Knight also says the vets who treated Fritz gave “appropriate care under the circumstances, consistent with the appropriate standards of care.”
Dorrell, who plans to begin taking depositions this month, says he expects the case to be just as complex as a human malpractice case.
There are other parallels between veterinary malpractice and malpractice cases involving human patients.
Like doctors who treat people, vets express concern that lawsuits will drive up the cost of their malpractice insurance. So far, though, the price of vets’ insurance has been stable for a decade, usually at less than $200 a month.
The parallels have not been lost on Dan Bachi, the lawyer representing vets Jeffrey Sands and John Willie in the Florida case involving Lucky the sheepdog.
“If society is at a point where we need to limit damages to people, should we as a society be awarding money for the loss of pets?” Bachi asks.
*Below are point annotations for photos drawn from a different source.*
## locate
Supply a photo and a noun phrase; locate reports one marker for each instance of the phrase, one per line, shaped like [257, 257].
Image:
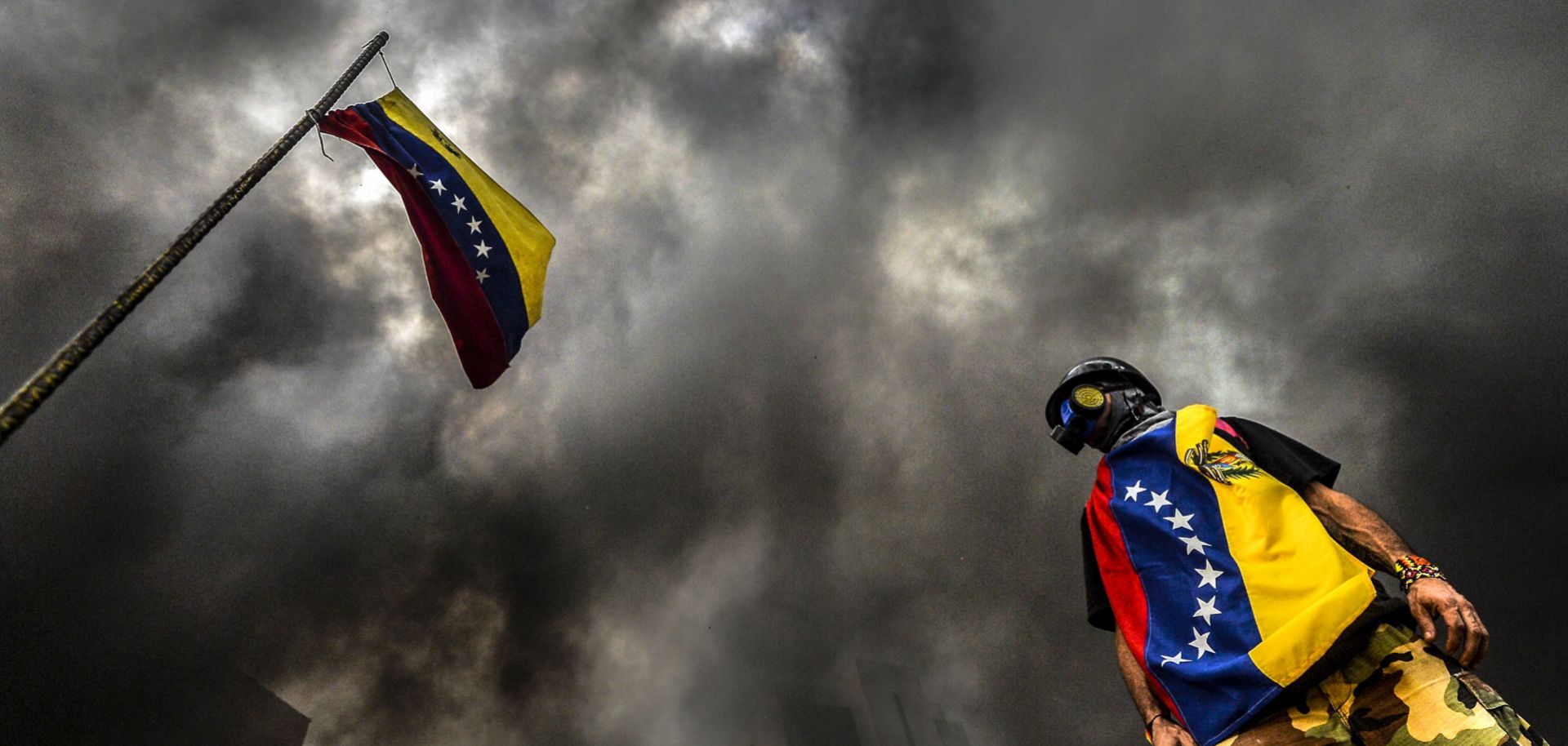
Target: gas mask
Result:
[1120, 405]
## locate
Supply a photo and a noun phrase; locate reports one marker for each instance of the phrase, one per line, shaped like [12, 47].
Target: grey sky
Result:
[817, 269]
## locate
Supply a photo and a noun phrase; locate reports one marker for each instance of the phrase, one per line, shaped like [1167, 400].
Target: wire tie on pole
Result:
[388, 66]
[318, 138]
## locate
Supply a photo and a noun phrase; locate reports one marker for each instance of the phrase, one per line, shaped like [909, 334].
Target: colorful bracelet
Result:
[1413, 568]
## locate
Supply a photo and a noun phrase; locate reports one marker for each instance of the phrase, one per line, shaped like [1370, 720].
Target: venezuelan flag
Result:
[1222, 580]
[485, 253]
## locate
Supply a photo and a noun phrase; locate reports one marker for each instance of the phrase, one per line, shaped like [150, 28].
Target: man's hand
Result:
[1468, 638]
[1167, 732]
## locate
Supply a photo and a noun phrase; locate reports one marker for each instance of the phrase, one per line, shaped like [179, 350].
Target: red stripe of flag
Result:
[1121, 582]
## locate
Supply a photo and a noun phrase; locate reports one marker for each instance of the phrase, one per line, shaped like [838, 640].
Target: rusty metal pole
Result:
[32, 395]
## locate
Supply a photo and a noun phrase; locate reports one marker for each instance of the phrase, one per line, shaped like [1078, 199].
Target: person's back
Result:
[1239, 584]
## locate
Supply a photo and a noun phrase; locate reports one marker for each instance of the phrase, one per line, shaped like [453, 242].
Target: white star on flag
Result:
[1174, 659]
[1159, 500]
[1196, 544]
[1209, 575]
[1200, 642]
[1206, 610]
[1178, 521]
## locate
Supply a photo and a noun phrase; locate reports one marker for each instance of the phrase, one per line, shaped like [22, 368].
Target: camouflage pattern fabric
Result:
[1399, 691]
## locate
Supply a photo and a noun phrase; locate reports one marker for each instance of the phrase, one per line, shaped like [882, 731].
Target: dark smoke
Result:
[819, 265]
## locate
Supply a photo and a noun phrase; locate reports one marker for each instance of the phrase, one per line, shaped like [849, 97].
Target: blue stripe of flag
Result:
[1217, 690]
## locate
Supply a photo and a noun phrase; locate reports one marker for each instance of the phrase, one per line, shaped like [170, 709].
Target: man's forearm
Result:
[1137, 684]
[1356, 527]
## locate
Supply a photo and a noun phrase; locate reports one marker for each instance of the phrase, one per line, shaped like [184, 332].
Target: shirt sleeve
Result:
[1094, 588]
[1286, 460]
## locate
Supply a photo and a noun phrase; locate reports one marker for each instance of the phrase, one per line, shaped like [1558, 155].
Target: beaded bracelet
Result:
[1413, 568]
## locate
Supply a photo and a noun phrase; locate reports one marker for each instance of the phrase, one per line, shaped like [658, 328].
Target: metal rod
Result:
[32, 395]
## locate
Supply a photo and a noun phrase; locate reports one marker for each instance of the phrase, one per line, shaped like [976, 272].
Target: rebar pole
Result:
[32, 395]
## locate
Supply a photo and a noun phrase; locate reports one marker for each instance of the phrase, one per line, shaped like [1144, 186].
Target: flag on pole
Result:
[485, 253]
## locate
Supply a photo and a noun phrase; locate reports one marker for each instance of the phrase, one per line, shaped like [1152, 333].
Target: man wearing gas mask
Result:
[1241, 587]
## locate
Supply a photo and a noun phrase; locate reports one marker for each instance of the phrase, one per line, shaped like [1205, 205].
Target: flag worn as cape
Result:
[485, 255]
[1222, 580]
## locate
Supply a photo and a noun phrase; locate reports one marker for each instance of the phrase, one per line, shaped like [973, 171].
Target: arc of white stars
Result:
[1159, 500]
[1179, 521]
[1196, 544]
[1206, 610]
[1200, 642]
[1209, 575]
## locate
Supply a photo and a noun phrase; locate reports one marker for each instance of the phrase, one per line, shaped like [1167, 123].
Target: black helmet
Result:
[1102, 373]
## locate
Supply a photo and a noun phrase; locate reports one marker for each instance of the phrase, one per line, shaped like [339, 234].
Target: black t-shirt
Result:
[1286, 460]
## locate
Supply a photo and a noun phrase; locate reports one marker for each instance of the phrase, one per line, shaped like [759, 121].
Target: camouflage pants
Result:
[1399, 691]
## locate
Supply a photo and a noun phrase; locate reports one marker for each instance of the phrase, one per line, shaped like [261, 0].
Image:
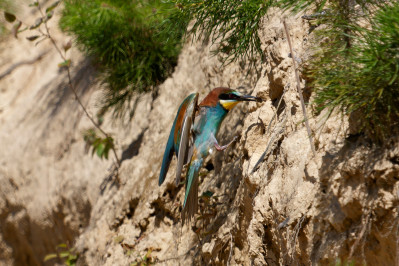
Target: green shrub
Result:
[5, 5]
[233, 25]
[134, 43]
[358, 71]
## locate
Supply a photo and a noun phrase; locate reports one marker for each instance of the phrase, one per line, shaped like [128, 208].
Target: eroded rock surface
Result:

“And where do you draw the line? Is it dogs, cats? Is it horses? Is it frogs? Is it my pet snake?”
Other big cases
Courts have seriously considered veterinary malpractice cases only in the past few years. Besides the $39,000 judgment awarded to Bluestone in Orange County, two decisions stand out:
– In 1997, a Kentucky jury awarded $15,000 to the owner of a German shepherd, Sheba, who bled to death after surgery. The jury was instructed that the dog could have an intrinsic value beyond its market value, much like an heirloom.
– In 2000, a judge in Costa Mesa, Calif., awarded almost $28,000 in general and other damages to a woman whose Rottweiler, Lonnie, had to have its teeth capped after a bungled dental surgery.
Bluestone may hold the record for an award in a vet malpractice case, but he has spent more than $350,000 taking it to court.
“Any sane attorney would not take veterinary malpractice cases,” Silver says. “You spend a long time and a lot of money, and you get nothing back.” He says he supports animal rights and takes such cases in order to represent “those who can’t speak for themselves.”
Bachi says the case is “a significant endeavor financially and emotionally” for the vets.
So why don’t the warring parties in Lucky’s case find a way to settle?
“These doctors worked hard to save this animal,” Bachi says. “They feel victimized by this. They feel falsely accused.”
The vets want a jury to decide whether their work fell below accepted standards of care. They say Lucky died from a pre-existing condition that went undiagnosed.
Adam Riff says he has spent $10,000 on the case. His lawsuit alleges that Willie was “defensive and indignant” when the Riffs asked him what went wrong with the anesthesia. Riff says that rather than continue to treat Lucky — who was in an oxygen tent after the dental surgery — Willie sent the Riffs and Lucky to an animal emergency center because it was closing time at Welleby, “and the next day was (Willie’s) day off.”
Riff says that “if he had just told us what happened and said, ‘I’m sorry, forgive me, it was an accident,’ we wouldn’t be doing this.”